Unveiling the Enigma of Paraguayan Growth
The optimistic growth projection for Paraguay stands in stark contrast to several recent developments in its political situation and economy. In mid 2012, the country was suspended from the regional trade bloc of the Southern Common Market (MERCOSUR) for the dismissal of former President Fernando Lugo through an impeachment trial that stirred great controversy in the region. For this same reason, it was also suspended from the Union of South American Nations (UNASUR).
The country rejoined UNASUR and MERCOSUR almost a year later, after the celebration of general elections in which the incumbent president, Horacio Cartes, arrived to power. The president, who belongs to the traditional, agrarian Colorado Party, negotiated the ratification of a project for Venezuela’s entry into Mercosur that had been locked by the Paraguayan Congress, as part of a political agreement for Paraguay’s return to the regional body.
This country, with a population of 6.7 million, is the fourth largest exporter of soybeans and has a large informal economy focused on the export of consumer goods to neighboring countries.
According to the Heritage Foundation’s 2014 report, Paraguay has considerable institutional barriers to the development of a market economy.
“Corruption is widespread, and the government’s attempts to reduce smuggling and go after suspected terrorist groups in the tri-border area with Brazil and Argentina have had little success.” In fact, according to a Transparency International report released in December, Paraguay is the most corrupt country in the continent after Venezuela.
However, Paraguay progressed 0.9 percent in the Heritage Foundation’s index of economic freedom (with particularly encouraging improvements in the freedom to invest and the management of public finances) since last year, and is ranked 15th of 29 countries in South America, Central America, and the Caribbean. Its score is also above the world’s average for economic freedom. Its tax burden is 17.9 percent, according to a January report from the Organization for Economic Cooperation and Development (OECD), well below neighboring countries such as Brazil (36.3 percent) and Argentina (37.3 percent) .
Venezuela and Argentina: The Worst in The Region
For both economies, the 2013 Economic Balance Update for Latin America and the Caribbean is not optimistic at all.

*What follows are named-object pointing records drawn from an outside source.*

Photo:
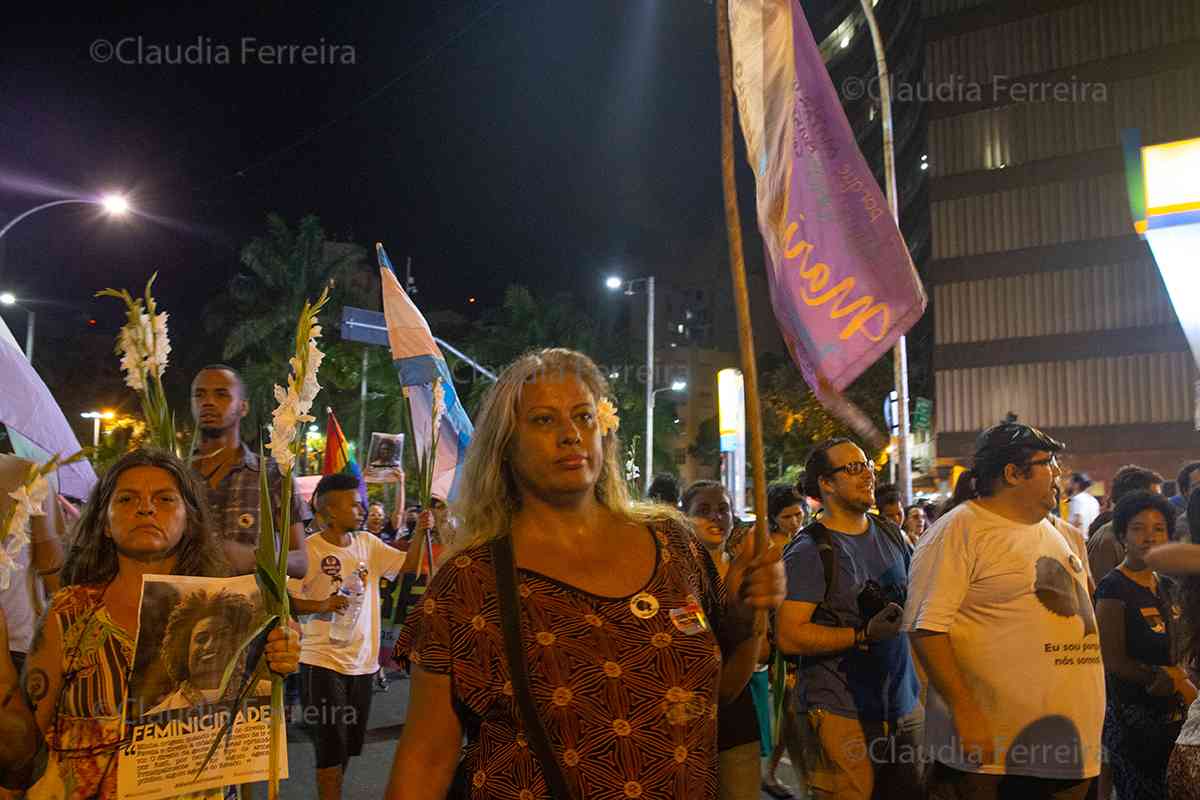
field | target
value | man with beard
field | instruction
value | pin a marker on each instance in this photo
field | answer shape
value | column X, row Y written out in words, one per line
column 857, row 696
column 231, row 473
column 1001, row 617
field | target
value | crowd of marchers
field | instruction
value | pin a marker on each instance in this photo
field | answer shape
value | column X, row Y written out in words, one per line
column 1030, row 637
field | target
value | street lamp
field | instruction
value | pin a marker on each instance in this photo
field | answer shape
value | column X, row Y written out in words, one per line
column 96, row 416
column 10, row 299
column 115, row 205
column 613, row 283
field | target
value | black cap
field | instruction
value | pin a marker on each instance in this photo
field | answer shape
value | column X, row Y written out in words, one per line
column 1011, row 439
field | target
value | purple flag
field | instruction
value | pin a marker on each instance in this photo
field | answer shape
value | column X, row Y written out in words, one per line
column 843, row 284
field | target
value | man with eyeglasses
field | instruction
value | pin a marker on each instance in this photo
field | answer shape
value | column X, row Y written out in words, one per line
column 857, row 697
column 1001, row 618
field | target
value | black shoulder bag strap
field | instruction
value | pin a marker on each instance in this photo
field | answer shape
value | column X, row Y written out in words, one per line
column 828, row 553
column 510, row 621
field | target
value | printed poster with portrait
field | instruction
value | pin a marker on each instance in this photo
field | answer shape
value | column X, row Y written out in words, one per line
column 385, row 458
column 189, row 630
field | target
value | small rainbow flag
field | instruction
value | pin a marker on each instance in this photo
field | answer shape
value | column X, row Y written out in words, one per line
column 337, row 458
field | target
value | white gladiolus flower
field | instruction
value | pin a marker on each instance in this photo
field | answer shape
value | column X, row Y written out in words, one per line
column 295, row 402
column 606, row 416
column 29, row 500
column 156, row 361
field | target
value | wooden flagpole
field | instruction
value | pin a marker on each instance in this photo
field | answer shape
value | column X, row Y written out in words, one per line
column 738, row 272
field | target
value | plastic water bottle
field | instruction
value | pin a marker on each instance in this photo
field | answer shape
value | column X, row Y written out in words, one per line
column 346, row 621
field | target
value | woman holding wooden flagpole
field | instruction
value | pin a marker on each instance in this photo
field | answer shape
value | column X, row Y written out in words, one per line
column 581, row 641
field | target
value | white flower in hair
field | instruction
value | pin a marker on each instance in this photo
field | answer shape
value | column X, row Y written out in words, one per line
column 606, row 416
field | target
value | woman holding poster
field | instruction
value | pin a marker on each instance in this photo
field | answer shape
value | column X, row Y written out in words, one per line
column 60, row 735
column 609, row 608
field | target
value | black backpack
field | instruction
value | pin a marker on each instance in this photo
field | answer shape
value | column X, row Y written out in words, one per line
column 828, row 552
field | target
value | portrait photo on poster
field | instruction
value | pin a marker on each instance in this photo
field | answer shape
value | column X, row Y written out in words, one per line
column 190, row 630
column 385, row 458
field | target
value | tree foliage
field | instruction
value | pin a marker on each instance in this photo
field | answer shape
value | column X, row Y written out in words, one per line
column 280, row 270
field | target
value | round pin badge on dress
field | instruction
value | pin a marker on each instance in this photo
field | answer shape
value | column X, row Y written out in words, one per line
column 643, row 605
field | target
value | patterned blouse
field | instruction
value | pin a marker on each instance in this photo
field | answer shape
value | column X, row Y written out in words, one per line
column 96, row 654
column 83, row 740
column 625, row 686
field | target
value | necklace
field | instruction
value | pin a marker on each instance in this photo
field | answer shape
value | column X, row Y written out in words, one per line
column 1152, row 584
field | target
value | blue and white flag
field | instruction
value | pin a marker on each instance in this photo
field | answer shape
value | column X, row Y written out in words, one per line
column 419, row 362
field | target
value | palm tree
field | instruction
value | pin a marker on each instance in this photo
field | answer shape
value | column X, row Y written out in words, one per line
column 261, row 305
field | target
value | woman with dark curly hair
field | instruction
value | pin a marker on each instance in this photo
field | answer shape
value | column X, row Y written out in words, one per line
column 202, row 635
column 147, row 516
column 1147, row 692
column 1183, row 768
column 598, row 668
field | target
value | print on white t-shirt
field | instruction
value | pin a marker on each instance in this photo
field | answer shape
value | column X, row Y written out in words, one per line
column 1014, row 601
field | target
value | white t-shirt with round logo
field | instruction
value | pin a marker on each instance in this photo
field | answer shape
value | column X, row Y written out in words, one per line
column 329, row 567
column 1014, row 600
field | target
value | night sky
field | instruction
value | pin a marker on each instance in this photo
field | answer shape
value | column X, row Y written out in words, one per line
column 534, row 142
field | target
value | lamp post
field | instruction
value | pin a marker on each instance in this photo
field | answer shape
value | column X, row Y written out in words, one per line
column 115, row 205
column 96, row 416
column 615, row 283
column 10, row 299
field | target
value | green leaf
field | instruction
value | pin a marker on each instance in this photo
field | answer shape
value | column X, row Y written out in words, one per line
column 267, row 583
column 244, row 690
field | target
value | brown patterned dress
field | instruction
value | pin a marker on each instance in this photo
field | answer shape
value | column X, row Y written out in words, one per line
column 625, row 686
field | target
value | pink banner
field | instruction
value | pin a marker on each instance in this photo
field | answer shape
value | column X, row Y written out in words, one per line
column 843, row 284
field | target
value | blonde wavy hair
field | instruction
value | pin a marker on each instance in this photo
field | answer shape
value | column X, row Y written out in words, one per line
column 489, row 497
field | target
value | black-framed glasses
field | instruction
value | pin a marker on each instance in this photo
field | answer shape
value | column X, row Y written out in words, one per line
column 1049, row 461
column 852, row 468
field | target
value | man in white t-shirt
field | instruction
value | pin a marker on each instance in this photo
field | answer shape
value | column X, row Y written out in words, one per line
column 337, row 677
column 1083, row 509
column 1000, row 614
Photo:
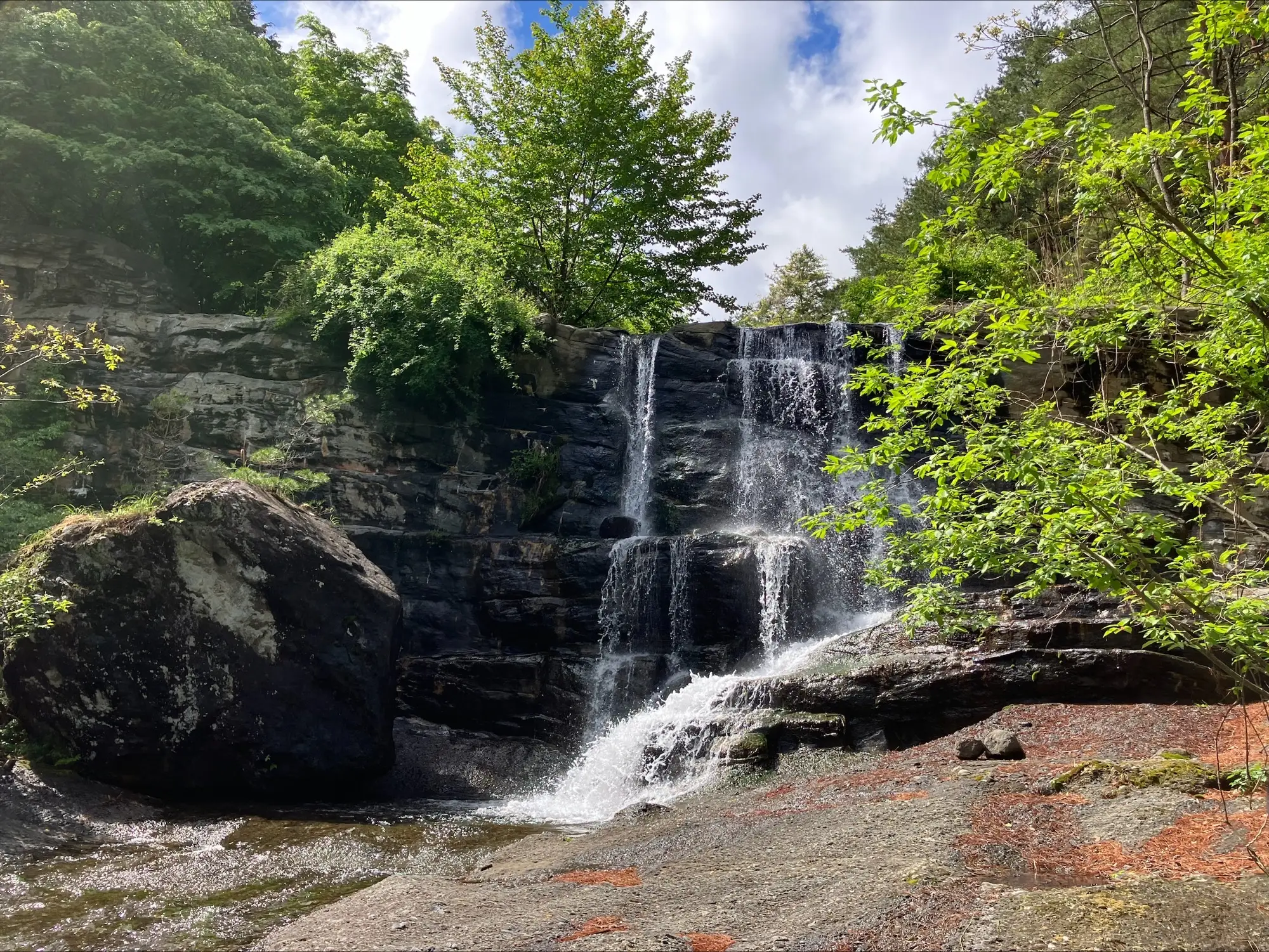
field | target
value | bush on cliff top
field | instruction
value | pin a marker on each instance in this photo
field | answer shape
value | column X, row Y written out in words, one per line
column 421, row 325
column 181, row 130
column 1154, row 319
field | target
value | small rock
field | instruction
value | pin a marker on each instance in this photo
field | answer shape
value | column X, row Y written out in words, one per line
column 1003, row 745
column 970, row 749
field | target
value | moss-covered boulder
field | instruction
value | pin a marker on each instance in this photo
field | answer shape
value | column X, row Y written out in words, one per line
column 1183, row 774
column 221, row 641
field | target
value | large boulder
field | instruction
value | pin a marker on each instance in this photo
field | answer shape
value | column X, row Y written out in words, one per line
column 227, row 641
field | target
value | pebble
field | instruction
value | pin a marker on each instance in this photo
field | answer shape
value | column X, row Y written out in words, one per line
column 1004, row 745
column 970, row 749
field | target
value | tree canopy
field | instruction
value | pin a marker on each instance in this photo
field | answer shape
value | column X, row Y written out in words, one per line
column 588, row 177
column 182, row 131
column 801, row 290
column 1136, row 461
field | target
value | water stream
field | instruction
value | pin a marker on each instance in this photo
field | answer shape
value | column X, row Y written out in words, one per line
column 221, row 877
column 644, row 747
column 667, row 749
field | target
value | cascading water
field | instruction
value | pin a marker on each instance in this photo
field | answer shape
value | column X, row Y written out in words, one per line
column 629, row 599
column 629, row 611
column 775, row 556
column 664, row 750
column 681, row 598
column 639, row 380
column 795, row 408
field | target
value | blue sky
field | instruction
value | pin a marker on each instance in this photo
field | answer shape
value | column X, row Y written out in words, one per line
column 791, row 72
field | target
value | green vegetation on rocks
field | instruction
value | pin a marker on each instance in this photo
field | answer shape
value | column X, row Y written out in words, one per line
column 1128, row 254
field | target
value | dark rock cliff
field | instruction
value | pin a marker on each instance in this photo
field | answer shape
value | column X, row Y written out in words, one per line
column 501, row 604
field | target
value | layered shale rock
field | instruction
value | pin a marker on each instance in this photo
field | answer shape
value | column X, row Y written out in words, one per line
column 225, row 641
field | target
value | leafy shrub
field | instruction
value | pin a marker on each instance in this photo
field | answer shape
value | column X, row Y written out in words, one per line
column 537, row 470
column 970, row 268
column 419, row 325
column 290, row 485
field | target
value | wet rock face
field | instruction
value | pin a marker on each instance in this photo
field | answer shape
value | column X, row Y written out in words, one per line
column 229, row 642
column 922, row 694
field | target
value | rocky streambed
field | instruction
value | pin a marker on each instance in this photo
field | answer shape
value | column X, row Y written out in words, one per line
column 831, row 849
column 89, row 866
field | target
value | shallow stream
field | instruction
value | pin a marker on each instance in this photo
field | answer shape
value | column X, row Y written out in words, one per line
column 219, row 878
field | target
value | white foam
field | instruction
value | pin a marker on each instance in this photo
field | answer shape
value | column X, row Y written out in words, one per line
column 668, row 749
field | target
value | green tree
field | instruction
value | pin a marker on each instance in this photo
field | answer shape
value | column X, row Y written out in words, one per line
column 35, row 389
column 419, row 324
column 357, row 111
column 1059, row 58
column 801, row 290
column 178, row 129
column 163, row 125
column 588, row 178
column 1140, row 465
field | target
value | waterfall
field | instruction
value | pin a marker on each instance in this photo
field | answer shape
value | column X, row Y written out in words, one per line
column 664, row 750
column 775, row 559
column 639, row 381
column 681, row 598
column 795, row 409
column 629, row 615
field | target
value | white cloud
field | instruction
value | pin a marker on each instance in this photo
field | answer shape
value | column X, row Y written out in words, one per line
column 804, row 135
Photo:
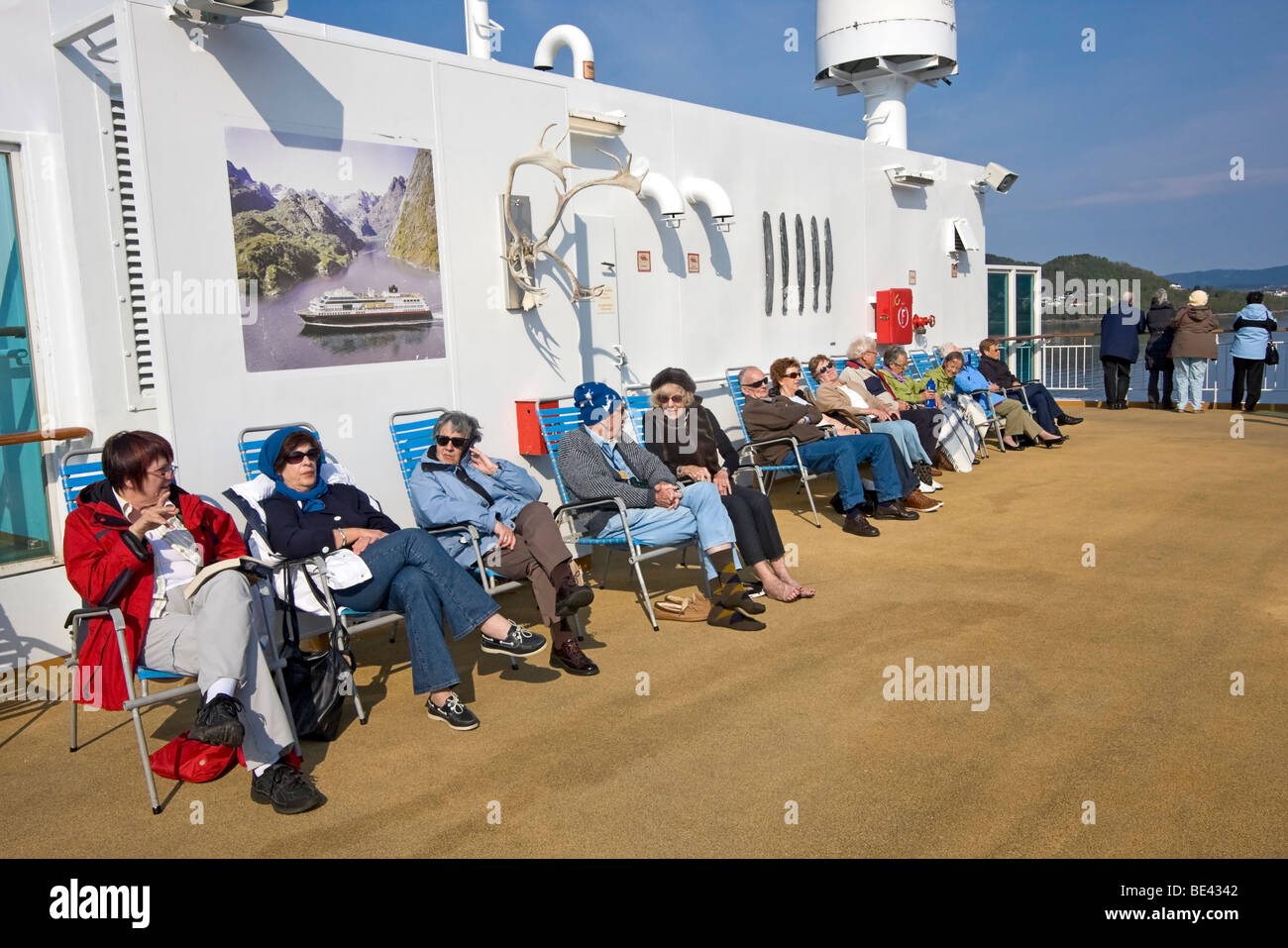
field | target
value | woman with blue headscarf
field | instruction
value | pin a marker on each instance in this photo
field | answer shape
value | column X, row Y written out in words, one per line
column 410, row 572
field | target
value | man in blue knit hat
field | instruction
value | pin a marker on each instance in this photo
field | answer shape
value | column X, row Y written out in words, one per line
column 595, row 463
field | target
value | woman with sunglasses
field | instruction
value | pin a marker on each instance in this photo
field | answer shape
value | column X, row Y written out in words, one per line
column 458, row 483
column 410, row 572
column 687, row 438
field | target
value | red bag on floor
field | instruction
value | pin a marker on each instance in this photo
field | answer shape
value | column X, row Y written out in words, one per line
column 192, row 762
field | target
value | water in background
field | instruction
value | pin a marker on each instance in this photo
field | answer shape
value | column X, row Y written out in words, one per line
column 278, row 338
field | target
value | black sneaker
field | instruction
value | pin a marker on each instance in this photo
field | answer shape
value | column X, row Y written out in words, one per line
column 454, row 712
column 894, row 510
column 218, row 723
column 516, row 642
column 286, row 789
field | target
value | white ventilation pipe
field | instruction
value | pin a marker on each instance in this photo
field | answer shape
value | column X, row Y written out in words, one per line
column 478, row 29
column 669, row 202
column 704, row 191
column 885, row 101
column 566, row 35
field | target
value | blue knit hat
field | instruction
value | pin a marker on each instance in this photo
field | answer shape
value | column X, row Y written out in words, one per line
column 595, row 401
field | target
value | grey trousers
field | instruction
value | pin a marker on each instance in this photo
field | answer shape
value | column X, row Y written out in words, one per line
column 215, row 635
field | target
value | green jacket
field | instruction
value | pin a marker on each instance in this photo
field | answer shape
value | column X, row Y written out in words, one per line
column 909, row 390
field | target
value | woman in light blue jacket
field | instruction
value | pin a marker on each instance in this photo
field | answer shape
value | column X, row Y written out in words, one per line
column 458, row 483
column 1252, row 329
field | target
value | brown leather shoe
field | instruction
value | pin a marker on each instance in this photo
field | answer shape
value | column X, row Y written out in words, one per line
column 859, row 527
column 570, row 657
column 918, row 501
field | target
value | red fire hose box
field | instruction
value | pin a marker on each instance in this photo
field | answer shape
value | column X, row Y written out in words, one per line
column 894, row 316
column 529, row 427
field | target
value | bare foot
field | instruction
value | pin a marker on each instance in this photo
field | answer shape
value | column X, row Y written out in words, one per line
column 780, row 590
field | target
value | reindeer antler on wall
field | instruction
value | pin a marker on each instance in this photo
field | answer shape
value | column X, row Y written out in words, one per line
column 522, row 252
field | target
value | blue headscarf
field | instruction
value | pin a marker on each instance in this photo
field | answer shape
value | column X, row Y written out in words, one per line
column 268, row 454
column 595, row 401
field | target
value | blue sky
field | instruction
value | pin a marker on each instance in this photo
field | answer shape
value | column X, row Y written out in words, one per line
column 1122, row 153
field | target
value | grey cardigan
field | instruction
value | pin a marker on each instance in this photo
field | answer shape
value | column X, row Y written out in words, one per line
column 588, row 475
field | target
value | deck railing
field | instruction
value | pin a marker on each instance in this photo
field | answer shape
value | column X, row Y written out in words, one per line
column 1069, row 366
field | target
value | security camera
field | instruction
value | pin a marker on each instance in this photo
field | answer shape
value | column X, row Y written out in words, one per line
column 997, row 178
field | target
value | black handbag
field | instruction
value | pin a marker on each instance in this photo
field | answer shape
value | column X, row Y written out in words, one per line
column 316, row 682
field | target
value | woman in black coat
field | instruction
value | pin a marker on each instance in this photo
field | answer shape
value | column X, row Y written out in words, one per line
column 688, row 440
column 1157, row 321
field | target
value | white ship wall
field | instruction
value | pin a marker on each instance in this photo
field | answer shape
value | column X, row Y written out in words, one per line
column 292, row 76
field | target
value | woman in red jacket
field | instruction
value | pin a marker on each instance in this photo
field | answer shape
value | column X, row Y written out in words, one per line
column 134, row 541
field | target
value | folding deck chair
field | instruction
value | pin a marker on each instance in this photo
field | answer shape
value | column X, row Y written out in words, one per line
column 747, row 453
column 554, row 424
column 77, row 471
column 412, row 433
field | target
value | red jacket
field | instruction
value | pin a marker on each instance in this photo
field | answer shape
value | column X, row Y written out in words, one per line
column 110, row 567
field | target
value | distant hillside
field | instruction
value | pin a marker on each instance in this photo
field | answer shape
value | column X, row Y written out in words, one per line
column 1087, row 266
column 1269, row 278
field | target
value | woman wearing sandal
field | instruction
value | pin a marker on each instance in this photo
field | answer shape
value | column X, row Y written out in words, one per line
column 688, row 440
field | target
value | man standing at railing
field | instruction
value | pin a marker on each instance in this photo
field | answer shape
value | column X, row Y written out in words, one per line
column 1120, row 348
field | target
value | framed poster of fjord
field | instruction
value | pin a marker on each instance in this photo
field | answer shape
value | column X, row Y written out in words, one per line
column 336, row 248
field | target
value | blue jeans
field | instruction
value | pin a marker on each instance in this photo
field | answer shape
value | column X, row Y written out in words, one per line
column 906, row 440
column 845, row 454
column 411, row 574
column 700, row 514
column 1044, row 408
column 1189, row 380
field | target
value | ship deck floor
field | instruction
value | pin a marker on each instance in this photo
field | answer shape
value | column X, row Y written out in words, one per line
column 1108, row 683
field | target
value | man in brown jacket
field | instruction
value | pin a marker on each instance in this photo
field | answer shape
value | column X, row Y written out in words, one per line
column 793, row 434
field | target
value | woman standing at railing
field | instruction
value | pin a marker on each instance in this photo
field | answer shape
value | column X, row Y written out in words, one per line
column 1252, row 329
column 1194, row 344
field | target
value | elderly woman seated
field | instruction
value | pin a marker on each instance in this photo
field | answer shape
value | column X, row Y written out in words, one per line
column 596, row 463
column 842, row 403
column 410, row 572
column 943, row 436
column 786, row 375
column 690, row 441
column 134, row 541
column 458, row 483
column 954, row 375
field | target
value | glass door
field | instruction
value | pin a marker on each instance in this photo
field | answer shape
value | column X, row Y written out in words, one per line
column 24, row 509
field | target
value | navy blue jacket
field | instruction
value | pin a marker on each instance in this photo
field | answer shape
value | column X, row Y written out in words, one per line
column 1120, row 333
column 295, row 533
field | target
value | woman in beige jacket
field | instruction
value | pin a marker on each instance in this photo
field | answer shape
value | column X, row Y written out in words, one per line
column 1192, row 347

In the case of Argentina, the official currency devaluation late last year, and the subsequent increase in interest rates are anticipated by the report to cause a contraction in the short term.
“In the Bolivarian Republic of Venezuela, foreign exchange shortages, among other factors, have contributed to slowing down economic activity. These countries are the ones where it was necessary to adjust the economic growth projection downwards the most,” the study concluded.